The present invention relates to a method for mapping a hierarchical data format to a relational database management system. Furthermore, the present invention relates to a database model and an apparatus for reading from and/or writing to recording media using such method.
The future of digital recording will be characterised by the preparation, presentation and archiving of added value data services, i.e. a recorder, like a DVR (Digital Video Recorder) for example, will store and handle additional information delivered by content providers like broadcasters or special services or even assembled by the user himself. Added value (metadata) is generated to give further information to the user. For example, added value may be a movie summary explaining the story, a listing of the actors etc. Also the provision of additional information facilitating navigation inside the movie constitutes added value. For example, a movie can be structured into sections, subsections etc. each having an individual title and possibly comprising further useful information.
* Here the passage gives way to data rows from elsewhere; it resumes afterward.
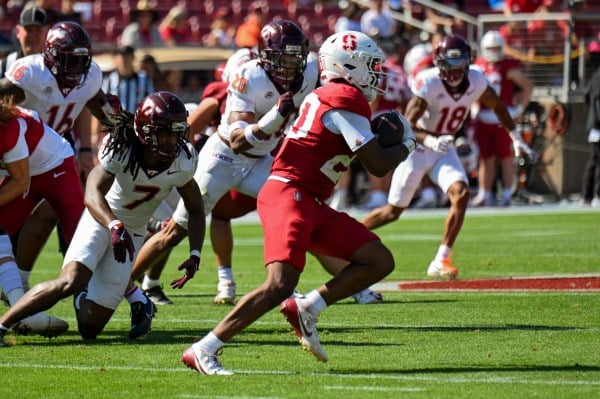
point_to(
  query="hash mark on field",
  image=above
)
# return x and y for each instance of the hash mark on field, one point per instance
(500, 284)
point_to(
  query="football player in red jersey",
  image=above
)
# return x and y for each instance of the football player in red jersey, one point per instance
(495, 145)
(333, 126)
(142, 159)
(34, 161)
(442, 99)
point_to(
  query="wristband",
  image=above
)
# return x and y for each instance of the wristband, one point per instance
(410, 144)
(271, 122)
(430, 141)
(114, 223)
(250, 137)
(237, 125)
(515, 135)
(195, 252)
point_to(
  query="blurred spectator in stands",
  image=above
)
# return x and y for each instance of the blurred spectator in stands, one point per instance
(142, 31)
(130, 85)
(594, 50)
(174, 29)
(248, 33)
(514, 88)
(68, 12)
(191, 89)
(497, 5)
(222, 31)
(591, 176)
(49, 6)
(349, 18)
(450, 24)
(31, 35)
(377, 20)
(159, 78)
(516, 42)
(523, 6)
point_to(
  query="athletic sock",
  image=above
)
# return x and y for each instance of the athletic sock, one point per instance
(210, 343)
(225, 273)
(443, 252)
(148, 283)
(135, 295)
(313, 302)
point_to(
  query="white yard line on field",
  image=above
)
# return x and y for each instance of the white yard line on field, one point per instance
(502, 378)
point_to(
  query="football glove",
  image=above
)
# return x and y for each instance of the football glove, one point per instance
(121, 241)
(191, 267)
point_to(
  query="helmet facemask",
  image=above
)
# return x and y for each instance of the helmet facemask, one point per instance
(355, 58)
(284, 67)
(453, 70)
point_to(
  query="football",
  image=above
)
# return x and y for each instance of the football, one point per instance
(388, 128)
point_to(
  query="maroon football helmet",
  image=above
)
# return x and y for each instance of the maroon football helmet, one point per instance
(158, 115)
(453, 57)
(282, 50)
(68, 53)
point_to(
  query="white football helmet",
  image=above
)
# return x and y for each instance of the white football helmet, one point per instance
(356, 58)
(492, 46)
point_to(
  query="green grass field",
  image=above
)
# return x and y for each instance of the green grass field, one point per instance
(422, 344)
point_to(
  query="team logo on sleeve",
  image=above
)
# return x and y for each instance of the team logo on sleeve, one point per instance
(18, 74)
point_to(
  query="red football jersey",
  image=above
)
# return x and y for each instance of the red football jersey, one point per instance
(312, 155)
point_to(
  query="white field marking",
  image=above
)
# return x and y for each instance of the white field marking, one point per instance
(516, 378)
(190, 396)
(203, 323)
(371, 388)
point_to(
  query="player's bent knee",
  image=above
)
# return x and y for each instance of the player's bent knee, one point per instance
(86, 334)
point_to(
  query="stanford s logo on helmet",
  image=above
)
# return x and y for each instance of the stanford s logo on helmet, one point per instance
(453, 57)
(282, 50)
(161, 114)
(355, 58)
(68, 53)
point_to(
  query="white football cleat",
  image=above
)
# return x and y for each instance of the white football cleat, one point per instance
(304, 324)
(442, 269)
(367, 296)
(225, 293)
(41, 324)
(203, 362)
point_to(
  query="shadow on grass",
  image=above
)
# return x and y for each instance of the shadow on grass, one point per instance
(328, 333)
(472, 369)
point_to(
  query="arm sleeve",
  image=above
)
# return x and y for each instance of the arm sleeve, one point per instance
(355, 128)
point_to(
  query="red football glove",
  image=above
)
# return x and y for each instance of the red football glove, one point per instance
(191, 267)
(285, 104)
(121, 241)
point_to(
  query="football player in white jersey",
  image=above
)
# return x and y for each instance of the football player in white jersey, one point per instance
(262, 96)
(141, 160)
(442, 98)
(34, 159)
(58, 84)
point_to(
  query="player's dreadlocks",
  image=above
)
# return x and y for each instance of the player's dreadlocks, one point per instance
(123, 142)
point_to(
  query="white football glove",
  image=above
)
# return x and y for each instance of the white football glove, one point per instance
(519, 145)
(441, 143)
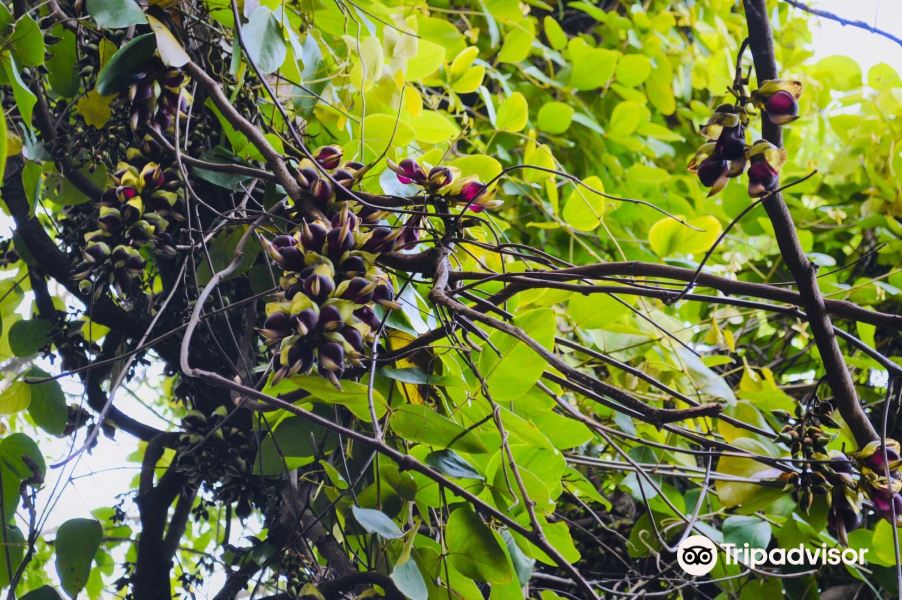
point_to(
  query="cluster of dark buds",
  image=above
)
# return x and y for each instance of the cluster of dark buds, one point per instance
(219, 454)
(330, 197)
(885, 493)
(826, 473)
(726, 154)
(157, 96)
(136, 214)
(326, 191)
(779, 99)
(474, 195)
(324, 315)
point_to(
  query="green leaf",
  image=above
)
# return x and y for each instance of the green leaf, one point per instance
(409, 580)
(633, 69)
(28, 336)
(555, 34)
(555, 117)
(3, 145)
(592, 67)
(45, 592)
(740, 529)
(669, 237)
(61, 71)
(48, 403)
(422, 424)
(222, 251)
(294, 442)
(116, 14)
(585, 209)
(733, 493)
(839, 73)
(450, 463)
(376, 521)
(517, 44)
(625, 118)
(352, 395)
(513, 113)
(77, 541)
(27, 42)
(263, 39)
(474, 549)
(517, 369)
(171, 52)
(124, 67)
(20, 460)
(646, 175)
(25, 98)
(433, 127)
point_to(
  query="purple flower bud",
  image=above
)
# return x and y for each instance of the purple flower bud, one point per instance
(329, 157)
(318, 287)
(353, 337)
(354, 265)
(781, 108)
(380, 240)
(292, 259)
(276, 326)
(339, 240)
(711, 170)
(359, 291)
(330, 318)
(332, 357)
(876, 462)
(313, 236)
(321, 190)
(470, 191)
(763, 178)
(384, 295)
(306, 176)
(439, 177)
(305, 321)
(368, 317)
(731, 143)
(408, 171)
(886, 505)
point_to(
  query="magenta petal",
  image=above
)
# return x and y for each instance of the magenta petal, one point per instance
(470, 191)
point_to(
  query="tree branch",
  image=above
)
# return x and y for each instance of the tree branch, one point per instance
(844, 22)
(803, 271)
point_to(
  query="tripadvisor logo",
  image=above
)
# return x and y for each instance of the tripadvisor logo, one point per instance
(697, 555)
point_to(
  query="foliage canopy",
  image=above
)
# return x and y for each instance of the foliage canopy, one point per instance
(427, 303)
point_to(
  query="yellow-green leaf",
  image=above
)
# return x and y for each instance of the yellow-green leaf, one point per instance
(669, 237)
(513, 113)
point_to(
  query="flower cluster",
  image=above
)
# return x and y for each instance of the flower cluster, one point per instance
(844, 482)
(157, 96)
(323, 316)
(885, 493)
(726, 154)
(447, 182)
(136, 213)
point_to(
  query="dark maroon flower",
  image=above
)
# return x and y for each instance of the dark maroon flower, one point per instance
(329, 157)
(408, 171)
(276, 326)
(781, 107)
(763, 178)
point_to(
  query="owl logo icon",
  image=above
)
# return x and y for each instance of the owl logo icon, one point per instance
(697, 555)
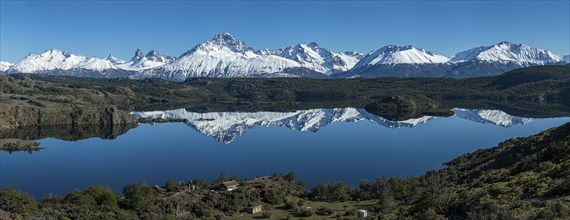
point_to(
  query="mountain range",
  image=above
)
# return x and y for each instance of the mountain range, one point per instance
(224, 127)
(226, 56)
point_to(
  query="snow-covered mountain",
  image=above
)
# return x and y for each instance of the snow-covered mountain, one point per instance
(400, 61)
(57, 62)
(316, 58)
(566, 58)
(499, 58)
(5, 66)
(226, 126)
(485, 116)
(224, 56)
(54, 59)
(142, 62)
(114, 60)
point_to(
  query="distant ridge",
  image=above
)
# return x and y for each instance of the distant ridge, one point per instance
(226, 56)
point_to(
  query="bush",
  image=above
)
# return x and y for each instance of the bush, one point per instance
(306, 213)
(325, 211)
(266, 215)
(12, 200)
(103, 195)
(171, 185)
(137, 196)
(78, 198)
(291, 205)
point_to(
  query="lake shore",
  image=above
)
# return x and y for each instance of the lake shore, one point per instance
(14, 145)
(484, 184)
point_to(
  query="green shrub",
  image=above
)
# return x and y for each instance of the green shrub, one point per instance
(306, 213)
(78, 198)
(137, 196)
(171, 185)
(103, 195)
(266, 215)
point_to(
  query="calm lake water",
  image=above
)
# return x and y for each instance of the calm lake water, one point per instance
(319, 145)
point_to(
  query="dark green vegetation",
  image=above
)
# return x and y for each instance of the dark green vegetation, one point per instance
(398, 108)
(523, 178)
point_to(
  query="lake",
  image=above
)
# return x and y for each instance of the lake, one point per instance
(319, 145)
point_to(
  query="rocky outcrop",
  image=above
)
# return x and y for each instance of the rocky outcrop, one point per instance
(20, 115)
(404, 107)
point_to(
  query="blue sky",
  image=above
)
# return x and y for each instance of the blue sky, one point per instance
(98, 28)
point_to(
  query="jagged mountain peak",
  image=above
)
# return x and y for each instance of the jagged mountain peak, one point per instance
(507, 52)
(138, 55)
(314, 57)
(224, 41)
(114, 59)
(395, 54)
(566, 58)
(5, 66)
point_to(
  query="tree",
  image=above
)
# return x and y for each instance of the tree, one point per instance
(103, 195)
(290, 177)
(137, 196)
(17, 202)
(171, 185)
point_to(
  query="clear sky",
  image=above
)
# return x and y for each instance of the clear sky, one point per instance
(98, 28)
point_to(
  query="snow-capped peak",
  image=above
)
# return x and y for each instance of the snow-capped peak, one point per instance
(114, 59)
(566, 58)
(138, 55)
(222, 56)
(5, 66)
(226, 126)
(505, 52)
(393, 54)
(224, 41)
(51, 59)
(496, 117)
(153, 55)
(141, 62)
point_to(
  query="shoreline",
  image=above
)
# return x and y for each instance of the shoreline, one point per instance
(462, 181)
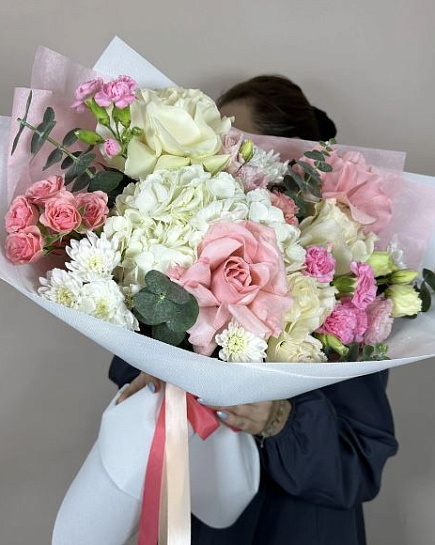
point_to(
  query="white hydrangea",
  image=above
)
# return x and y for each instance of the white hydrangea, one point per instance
(61, 287)
(269, 162)
(104, 300)
(94, 257)
(239, 345)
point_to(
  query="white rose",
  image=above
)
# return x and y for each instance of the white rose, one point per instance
(180, 127)
(330, 225)
(297, 346)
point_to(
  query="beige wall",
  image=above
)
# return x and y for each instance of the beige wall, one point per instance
(369, 64)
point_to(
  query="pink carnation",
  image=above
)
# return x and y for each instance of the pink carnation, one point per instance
(95, 208)
(231, 143)
(347, 322)
(39, 192)
(120, 92)
(357, 185)
(84, 91)
(25, 246)
(239, 274)
(21, 214)
(287, 205)
(365, 291)
(319, 263)
(380, 320)
(61, 213)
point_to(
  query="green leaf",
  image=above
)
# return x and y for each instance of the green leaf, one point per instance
(162, 333)
(54, 157)
(105, 181)
(425, 297)
(429, 278)
(78, 167)
(70, 138)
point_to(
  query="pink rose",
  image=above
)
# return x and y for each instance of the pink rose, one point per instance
(21, 214)
(319, 263)
(84, 91)
(380, 320)
(231, 143)
(287, 205)
(39, 192)
(61, 213)
(25, 246)
(357, 185)
(239, 274)
(112, 147)
(365, 291)
(119, 92)
(347, 322)
(95, 208)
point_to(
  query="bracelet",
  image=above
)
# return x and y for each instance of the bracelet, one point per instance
(280, 415)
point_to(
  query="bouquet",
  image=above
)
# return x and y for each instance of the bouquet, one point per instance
(238, 268)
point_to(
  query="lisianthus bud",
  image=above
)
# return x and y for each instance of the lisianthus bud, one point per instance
(246, 150)
(404, 276)
(406, 301)
(89, 137)
(345, 284)
(381, 263)
(333, 342)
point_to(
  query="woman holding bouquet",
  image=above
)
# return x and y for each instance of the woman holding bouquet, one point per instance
(323, 452)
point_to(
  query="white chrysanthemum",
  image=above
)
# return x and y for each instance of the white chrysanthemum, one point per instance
(269, 162)
(104, 300)
(94, 257)
(239, 345)
(61, 287)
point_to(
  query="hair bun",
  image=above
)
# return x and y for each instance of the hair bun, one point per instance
(327, 128)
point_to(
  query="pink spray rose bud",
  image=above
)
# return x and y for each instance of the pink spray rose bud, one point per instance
(61, 213)
(319, 263)
(84, 91)
(25, 246)
(95, 208)
(112, 147)
(21, 214)
(119, 92)
(287, 205)
(39, 192)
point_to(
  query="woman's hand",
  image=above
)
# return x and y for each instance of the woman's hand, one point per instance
(254, 418)
(142, 380)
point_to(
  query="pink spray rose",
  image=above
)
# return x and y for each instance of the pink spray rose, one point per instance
(21, 214)
(95, 208)
(112, 147)
(347, 322)
(61, 213)
(319, 263)
(365, 291)
(84, 91)
(39, 192)
(119, 92)
(239, 274)
(380, 320)
(287, 205)
(25, 246)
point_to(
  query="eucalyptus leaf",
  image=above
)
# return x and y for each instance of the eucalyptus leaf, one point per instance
(162, 333)
(54, 157)
(105, 181)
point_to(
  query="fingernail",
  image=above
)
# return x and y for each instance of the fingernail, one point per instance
(152, 387)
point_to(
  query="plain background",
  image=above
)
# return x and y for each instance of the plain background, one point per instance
(369, 64)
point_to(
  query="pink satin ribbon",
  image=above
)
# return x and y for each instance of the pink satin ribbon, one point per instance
(169, 434)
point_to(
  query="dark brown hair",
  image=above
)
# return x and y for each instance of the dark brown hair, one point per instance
(280, 108)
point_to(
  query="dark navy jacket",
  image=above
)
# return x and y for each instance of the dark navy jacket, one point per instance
(315, 473)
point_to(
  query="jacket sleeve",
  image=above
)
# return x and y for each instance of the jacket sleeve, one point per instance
(335, 444)
(121, 372)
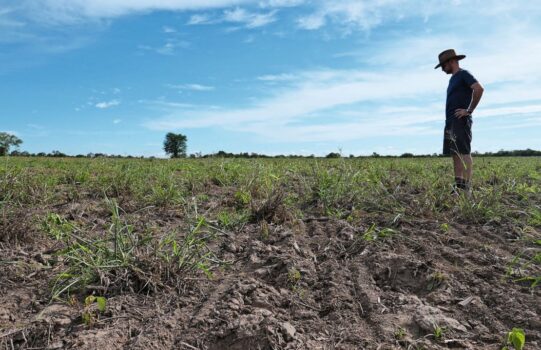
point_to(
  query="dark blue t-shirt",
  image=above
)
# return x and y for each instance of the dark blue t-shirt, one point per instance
(459, 92)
For providing structural information and for transporting other metadata for multimedia objects like video or audio streams, an hierarchical data format is generally used. A well-known and widely accepted hierarchical data format is the extensible markup language XML. XML is a system for defining specialized markup languages that are used for transmitting formatted data. It is, therefore, also called a meta language, a language used for creating other specialized languages. XML data consists of text, which is organised in form of a plurality of descriptors. The text itself contains elements, attributes and content, i.e. the remaining text. Besides the use for multimedia objects, many other applications for XML are known.
It is to be expected that in the foreseeable future digital recorders will store quite a large amount of data in XML or another hierarchical data format in relational databases, since these databases are widely used and quite sophisticated. However, there is the problem that for storage the hierarchical data format has to be mapped to a relational database management system (RDBMS). A number of database models for XML have already been proposed. See for example Rahayu et al.: Representation of multilevel composite objects in relational databases. OOIS'98, Proceedings of the 1998 International Conference on Object Oriented Information Systems, pp 221-238, or Zhang et al.: On Supporting Containment Queries in Relational Database Management Systems, ACM. Sigmod Record, vol. 30, no. 2 (2001), pp. 425-36. However, no database model is known capable of handling diverse types of hierarchical descriptors in a fast manner for inserting descriptors, reading parts of descriptors, reading whole descriptors and performing fast text queries.
It is, therefore, an object of the invention to provide a method for mapping a hierarchical data format comprising descriptors to a relational database management system. It is another object of the invention to provide a database model and an apparatus for reading from and/or writing to recording media using such method.
According to the invention, the descriptors are separated into portions of a common format, which are stored in a relation in the relational database. The method has the advantage that it is independent of the structure of the stored descriptors. Only a restricted number of common formats is required for storing all types of descriptor formats. The common formats comprise, for example, elements, attributes, text etc. In this way each descriptor is analysed word by word, separated into its different components, and stored in the relation, which preferably is a table.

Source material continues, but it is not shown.